Is multi-cloud architecture just a fad? [Q&A]


Enterprises often find themselves working with more than one cloud provider. This multi-cloud approach is a lot like hybrid cloud, yet many companies today may not consider this type of environment. If they have, they are more than likely wondering how to manage and govern the data held in separate clouds. They want to know how to find the best use of different architectures in a multi-cloud world.

We spoke to Lief Morin, CEO of infrastructure solutions and managed services company Key Information Systems, to discuss what he's hearing from his clients on multi-cloud strategies and when organizations should skip this type of approach altogether.


BN: Is multi-cloud a deliberate strategy or do people just fall into it by accident?

LM: We don't hear many clients say, "I want to have a multi-cloud environment," as much as we hear, "Oh wow, I have a multi-cloud environment -- how am I going to manage it?" Servers may go away, but on-premise infrastructures never will. Organizations still have endpoints and if those endpoints have data, teams want to analyze that data. The real trick is how to manage, govern and report all that data across several different clouds.

BN: Does a multi-cloud project really address resiliency?

LM: Resiliency seems to me to be a red herring. It can be good idea, but there are challenges like governance and scaling. Some clients will say, "I have to have a resilient cloud architecture because my business depends on it." Moving back and forth between multiple clouds is the best way for resiliency unless you have specific workloads, like content distribution as one example.

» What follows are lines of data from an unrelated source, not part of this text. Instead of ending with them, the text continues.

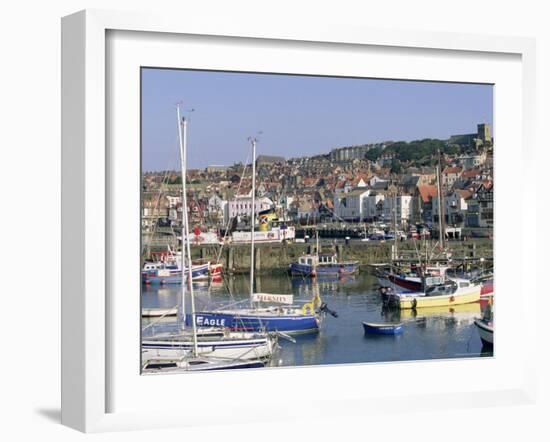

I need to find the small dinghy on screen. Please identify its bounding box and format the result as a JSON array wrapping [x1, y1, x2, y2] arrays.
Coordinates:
[[363, 322, 403, 335]]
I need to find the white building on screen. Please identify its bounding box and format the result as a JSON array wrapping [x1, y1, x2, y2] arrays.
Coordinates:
[[383, 195, 412, 225], [458, 152, 487, 169], [225, 196, 273, 223], [432, 190, 472, 225], [334, 189, 370, 221], [362, 193, 385, 221]]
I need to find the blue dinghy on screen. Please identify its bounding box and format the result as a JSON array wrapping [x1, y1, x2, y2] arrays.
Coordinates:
[[363, 322, 403, 335]]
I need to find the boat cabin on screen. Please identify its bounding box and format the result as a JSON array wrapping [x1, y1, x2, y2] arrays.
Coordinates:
[[298, 254, 338, 266]]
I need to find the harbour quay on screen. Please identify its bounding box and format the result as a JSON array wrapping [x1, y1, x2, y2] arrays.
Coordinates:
[[166, 238, 493, 275]]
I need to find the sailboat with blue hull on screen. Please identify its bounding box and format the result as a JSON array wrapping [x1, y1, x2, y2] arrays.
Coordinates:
[[191, 138, 321, 334], [191, 307, 319, 334]]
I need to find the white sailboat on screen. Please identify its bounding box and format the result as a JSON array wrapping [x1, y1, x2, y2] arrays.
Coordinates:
[[142, 107, 276, 372], [196, 137, 323, 334]]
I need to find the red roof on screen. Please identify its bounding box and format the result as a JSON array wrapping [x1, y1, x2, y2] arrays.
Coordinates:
[[462, 169, 481, 178], [418, 184, 437, 203], [456, 190, 472, 200], [443, 167, 462, 175]]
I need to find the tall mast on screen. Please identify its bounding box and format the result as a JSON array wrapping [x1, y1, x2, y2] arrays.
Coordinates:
[[393, 187, 397, 259], [177, 107, 199, 356], [436, 149, 445, 249], [176, 105, 186, 330], [250, 138, 256, 299]]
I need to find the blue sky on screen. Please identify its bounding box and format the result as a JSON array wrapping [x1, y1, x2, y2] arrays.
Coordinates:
[[142, 68, 493, 171]]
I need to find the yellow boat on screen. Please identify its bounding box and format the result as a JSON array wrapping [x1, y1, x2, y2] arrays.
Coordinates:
[[391, 278, 481, 309], [399, 302, 481, 320]]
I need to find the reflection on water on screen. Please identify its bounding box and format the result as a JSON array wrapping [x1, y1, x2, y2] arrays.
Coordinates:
[[142, 273, 493, 366]]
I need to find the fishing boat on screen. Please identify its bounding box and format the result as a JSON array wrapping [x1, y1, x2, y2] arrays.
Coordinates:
[[363, 322, 403, 335], [474, 302, 494, 347], [290, 254, 359, 276], [389, 277, 481, 309], [194, 138, 330, 334], [399, 302, 481, 324], [141, 328, 277, 360], [474, 319, 493, 347], [290, 232, 359, 277], [141, 307, 178, 318], [141, 260, 210, 285]]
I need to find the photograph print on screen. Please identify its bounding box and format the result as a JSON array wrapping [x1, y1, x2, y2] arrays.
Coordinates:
[[139, 67, 494, 374]]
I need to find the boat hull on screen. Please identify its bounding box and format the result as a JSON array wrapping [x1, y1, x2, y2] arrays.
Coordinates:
[[474, 319, 493, 347], [191, 311, 319, 334], [386, 274, 422, 292], [141, 338, 273, 359], [391, 286, 481, 309], [363, 322, 403, 335], [142, 264, 209, 285], [290, 262, 359, 276]]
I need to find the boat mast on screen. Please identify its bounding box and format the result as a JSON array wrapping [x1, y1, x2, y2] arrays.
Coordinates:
[[176, 105, 186, 330], [249, 137, 257, 299], [393, 188, 397, 260], [436, 149, 445, 250], [177, 106, 199, 356]]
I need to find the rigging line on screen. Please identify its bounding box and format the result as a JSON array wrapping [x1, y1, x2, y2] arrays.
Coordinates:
[[216, 153, 250, 264], [141, 145, 177, 254]]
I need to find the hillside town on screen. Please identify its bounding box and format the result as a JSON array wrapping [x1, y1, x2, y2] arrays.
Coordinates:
[[142, 123, 493, 237]]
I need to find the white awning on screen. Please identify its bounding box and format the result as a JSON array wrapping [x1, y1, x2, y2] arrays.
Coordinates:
[[251, 293, 294, 304]]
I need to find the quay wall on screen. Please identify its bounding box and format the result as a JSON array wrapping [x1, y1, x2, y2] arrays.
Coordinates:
[[191, 239, 493, 274]]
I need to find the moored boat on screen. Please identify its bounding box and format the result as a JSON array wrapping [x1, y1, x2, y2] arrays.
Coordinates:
[[142, 353, 265, 373], [363, 322, 403, 335], [141, 262, 210, 285], [474, 301, 494, 347], [290, 254, 359, 276], [389, 277, 481, 309], [141, 307, 178, 318], [141, 329, 277, 360], [474, 319, 493, 347]]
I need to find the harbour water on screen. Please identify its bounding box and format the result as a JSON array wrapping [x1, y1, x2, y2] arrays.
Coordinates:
[[142, 272, 493, 366]]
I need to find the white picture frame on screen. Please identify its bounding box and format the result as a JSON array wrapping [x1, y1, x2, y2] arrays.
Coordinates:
[[62, 10, 537, 432]]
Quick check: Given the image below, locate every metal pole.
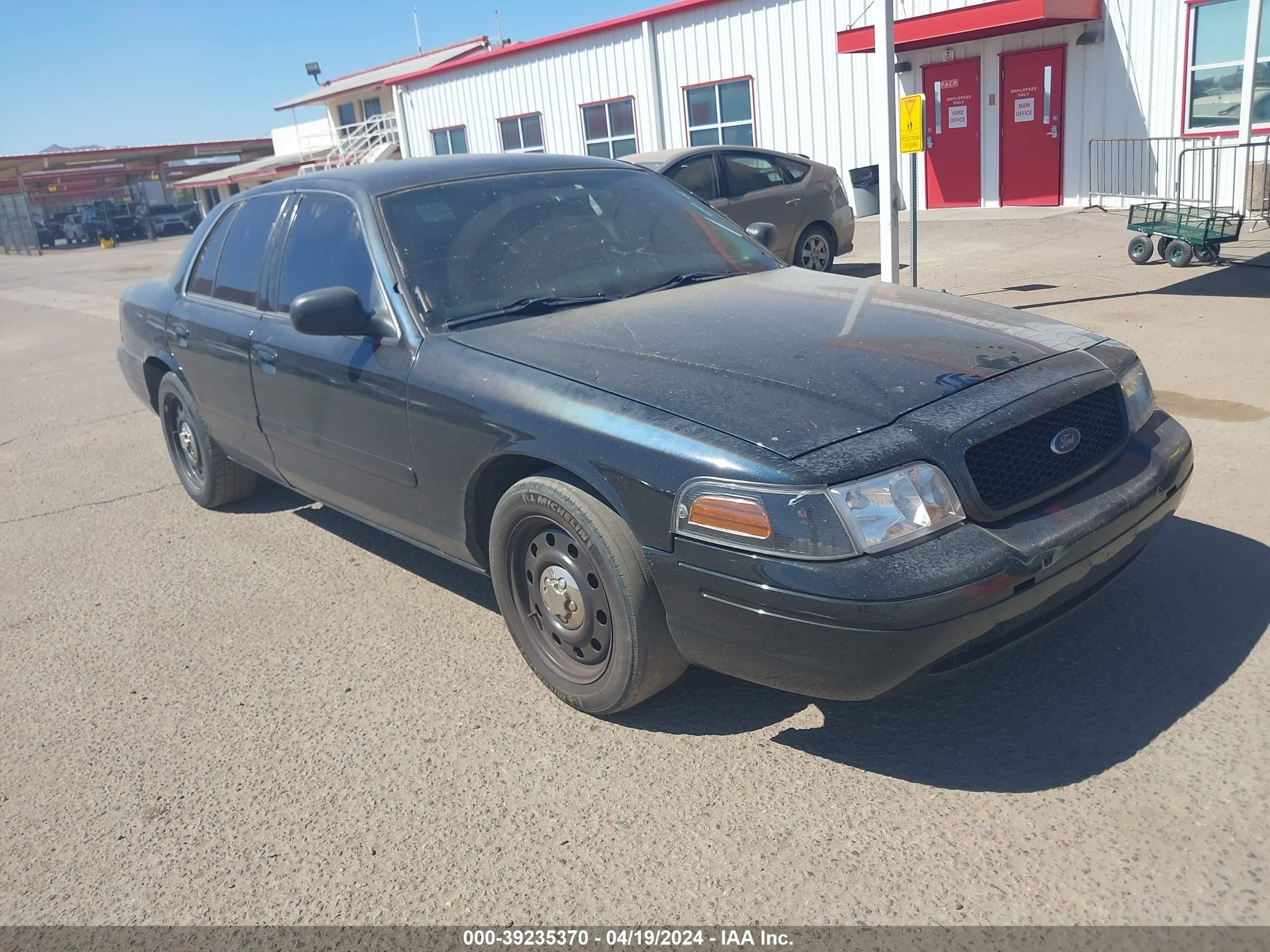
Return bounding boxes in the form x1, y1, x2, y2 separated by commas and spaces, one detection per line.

If you are running core infrastructure like SAP, multi-cloud is not the right answer -- having to traverse multiple clouds is not the right decision to keep that alive.

BN: How can businesses manage and govern all their data if it's stored in different clouds?

LM: There is a significant effort that goes into managing and governing a multi-cloud environment, starting with security. Security policies must traverse different ecosystems with different SLAs, terms and conditions, API calls and a host of other hurdles. The simple answer is to ensure that the network connectivity exists and extends the organization's existing technologies for management and governance into those platforms. However, the implementation of that goal can be dramatically more complex today. Only through a disciplined and detailed approach to the integration of each cloud platform into an enterprise’s technology environment will it be successful.

BN: When should organizations skip multi-cloud projects altogether?

LM: One of the biggest questions here is, "How much outage time is acceptable for an organization?" Most cloud services are astonishingly reliable. There may not be a big motivation for the major cloud players to create the kind of synergy between their platforms to make it easy to co-exist among multi-cloud architectures. It may be difficult to move on and off each service, and that may also require a great deal of time, energy and money to do so. Therefore, if it's not really necessary for an organization adopt a multi-cloud strategy, they should avoid that type of architecture. Another example would be if a company has a ton of data already stored in one cloud. If that's the case, migrating to another environment may be way too costly.

At the end of the day, the true multi-cloud story is that we are seeing the use of different cloud architectures for the values that they bring to the table.